I just finished reading Qiu Xiaolong’s Red Mandarin Dress, a detective story set in post-Mao China. The book well portrays the dilemma of an honest policeman in a corrupt and authoritarian system.

Tomorrow is 6-4 Day, the day in 1989 that China started its pivot to totalitarianism. It took decades to happen but now we are facing an existential threat.

Our current situation seems like a replay of Weimar Germany in the 1920s.

The German nationalists and socialists were fighting it out and often just completely lying and tearing apart their opponents. But in the meantime, the Nazis and Communists were preparing to seize power.

The Nazis said the Jews were racially attacking the Aryans. The Communists said that they were the true liberals on race. The anarchists wanted to violently destroy any authority, Left or Right. What could mild democrats do?

The democrats threw up the weak Weimar Republic which was destroyed. The ideologues were much better organized, knew no bounds to their tactics, and smeared their opponents.

I have also just finished (again) Alan Furst’s The Foreign Correspondent, which imagines living in Europe as the Nazis rise to power.

No, it is ridiculous to think this applies to Trump. And the BLM leaders are not Communists in liberal clothing. We are actually better off.

Most African American leaders are astute and often rise to greatness. Most Whites aren’t racists except by the most outlandish intellectual gymnastics.
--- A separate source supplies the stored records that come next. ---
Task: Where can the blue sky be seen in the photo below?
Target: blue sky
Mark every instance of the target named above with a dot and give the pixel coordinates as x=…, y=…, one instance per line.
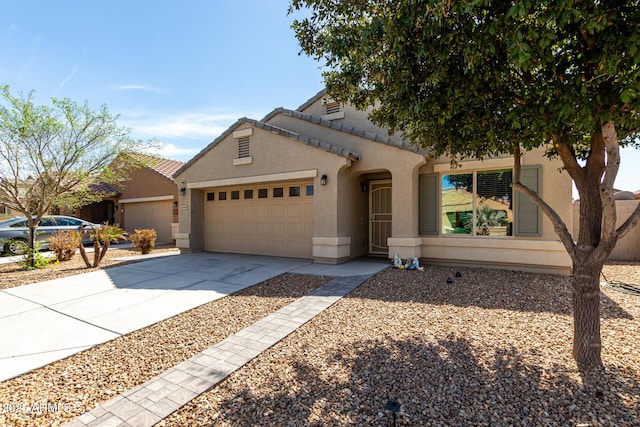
x=178, y=71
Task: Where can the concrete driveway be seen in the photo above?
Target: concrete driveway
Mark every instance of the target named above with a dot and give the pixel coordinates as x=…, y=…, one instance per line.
x=47, y=321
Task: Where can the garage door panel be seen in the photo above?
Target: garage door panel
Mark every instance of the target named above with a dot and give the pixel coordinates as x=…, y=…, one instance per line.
x=278, y=211
x=249, y=212
x=295, y=211
x=271, y=226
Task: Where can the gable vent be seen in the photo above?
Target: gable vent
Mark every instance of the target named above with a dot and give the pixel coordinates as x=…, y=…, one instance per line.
x=243, y=147
x=332, y=107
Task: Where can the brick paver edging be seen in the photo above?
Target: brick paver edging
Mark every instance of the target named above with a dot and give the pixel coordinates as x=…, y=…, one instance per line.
x=150, y=402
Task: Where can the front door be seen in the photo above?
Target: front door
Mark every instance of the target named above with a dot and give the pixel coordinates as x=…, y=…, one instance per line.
x=380, y=223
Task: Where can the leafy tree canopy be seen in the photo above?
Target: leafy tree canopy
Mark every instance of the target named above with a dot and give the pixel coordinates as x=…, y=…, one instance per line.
x=474, y=77
x=478, y=78
x=54, y=156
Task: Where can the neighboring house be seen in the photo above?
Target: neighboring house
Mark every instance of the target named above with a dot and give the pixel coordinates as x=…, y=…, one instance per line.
x=322, y=182
x=149, y=199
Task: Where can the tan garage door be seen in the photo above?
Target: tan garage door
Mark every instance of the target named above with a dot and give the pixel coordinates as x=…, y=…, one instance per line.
x=272, y=220
x=157, y=215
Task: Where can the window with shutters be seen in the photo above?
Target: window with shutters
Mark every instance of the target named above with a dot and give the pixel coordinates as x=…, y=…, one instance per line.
x=243, y=147
x=477, y=204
I am optimistic.

Call me a weak Weimar democrat or a hopeful Chinese democrat preserving what he can.

First, we should never forget what greatness African Americans have contributed to this country and to religion specifically. They have earned the right to be heard.

Second, White Americans should be secure in their great contributions. But they do need to refresh and explain again what is valuable for a new generation. Not defensively.

Third, we need to gather the great wave of the economic, social, religious, and cultural capital of Hispanic, Asian, African, European, Middle Eastern Americans, and others into a mighty tide of renewing democracy in America.

True, the Dems and GOP will have differences, and there is no final settlement in a democracy.

But we can let each other to take some of the boards out of our eyes, and let a thousand new ideas of A Better Democracy clash and renew.

What do you think? Do you have game?